And some societies are just... complicated. Like classical Athens, where you've got the upper class forcing full-body and head/facing coverings on upper-class women (I mean forcing, not voluntarily wearing as part of a faith, even!) and locking them in their houses, and punishing them terribly for any perceived failing, whilst not applying the same standards to working-class women, nor non-Athenians, and let's not even get into some other elements of Athenian society good grief. Talk about mixed feelings good lord. If you really played it straight I think about 90% of players would finally snap at some point from the sheer ultra-misogyny and constant child-assaulting and so on and just be like "NOPE THIS IS OVER!" and end up just destroying the Athenian way of life and replacing it with something less "JESUS WEPT WHAT?!?!".
 


And you could make a pretty good argument that droids are enslaved as well.
Yeah that is one HELL of a thread to potentially pull on. Because a lot of droids appear to have free will and also appear to not want to be told what to do with no compensation. And Star Wars still treats that like that's a funny joke (c.f. S3 I think of the Mandalorian). I don't think Star Wars will age well after we finally get actual artificial general intelligence (which many droids clearly are).
 

Yeah it’s a fine line but one ripe with opportunity. Once you get past evil meaning steal all babies candy and kick every puppy. Sometimes it just requires pulling back and looking at a bigger picture.
i think it's such a loss that so many people will only consider characters to be 'evil' when they're commiting atrocities and war crimes, i wonder just how many popular moraly grey characters would be evil but still socially acceptable(is that the right judgement to use?) if judged unbiasedly?
 

What do you do with captives prior to the end of a war? Just keep them somewhere? Kill them all?

Read my post. I answered this.

In fairness to your point, you are clearly positing a world with much more prevalent magic than I would ever run. To me, there simply isn't enough magic broadly available to completely upend society, and if there were, said society would in no way resemble what we tend to get in D&D. I therefore tend to err on the side of reality when a choice of this kind must be made.

Sure, I guess if you don't have active gods or infernal powers making warlocks, then you wouldn't consider those aspects. But, um.... those are pretty common things in the worlds we have in DnD. They just always seem to have absolutely no effect on anything. Which is silly and wrong, but that's just my opinion.

You can of course do differently, and that's fine. Thank you for explaining your position to me.
 

I tend to see the presence of evil in our RPG worlds as a tool to define what is good. More specifically, the evil that is present is often what the heroes of the story are likely to be fighting against.

I get the appeal of having a world in which injustice is pervasive and the protagonists just accept it as part of their world. There is a verisimilitude to that, and it can feel viscerally real to have Conan shoulder his way through the slave markets on his way from the docks to the gambling halls.

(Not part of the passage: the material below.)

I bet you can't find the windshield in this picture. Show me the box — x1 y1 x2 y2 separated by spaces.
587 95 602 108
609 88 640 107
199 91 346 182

However, even though I understand the appeal, I am not much interested in playing that, or forcing my players to experience that world. I am much happier and more comfortable with the big operatic evils of Lord of the Rings and Star Wars than the banal evils of Conan and Game of Thrones. I just like my heroes heroic in the modern sense.

Yeah, this is much more how I handle things, which makes it really weird when people take that and twist it into "so you want a utopia with no evil anywhere". One of my games featured a Cult to Orcus unleashing a zombie plague upon the world, interrupting multiple decades of battle between two countries. I'm fine with evil in the world.
 

No. I am talking about what the actual text of what Star Wars is. it is the Skywalker Saga, and the things that means and talks about. That is why it has struggled so hard to produce anything of lasting impact and cultural importance outside of the Skywalker Saga.
Where is that written? Literally, since you keep mentioning "text". Rogue One is higher on many lists than several other Star Wars films, and it has nothing to do with the Skywalker Saga. Ditto the Mandalorian. Beyond that, why does cultural importance determine what something is?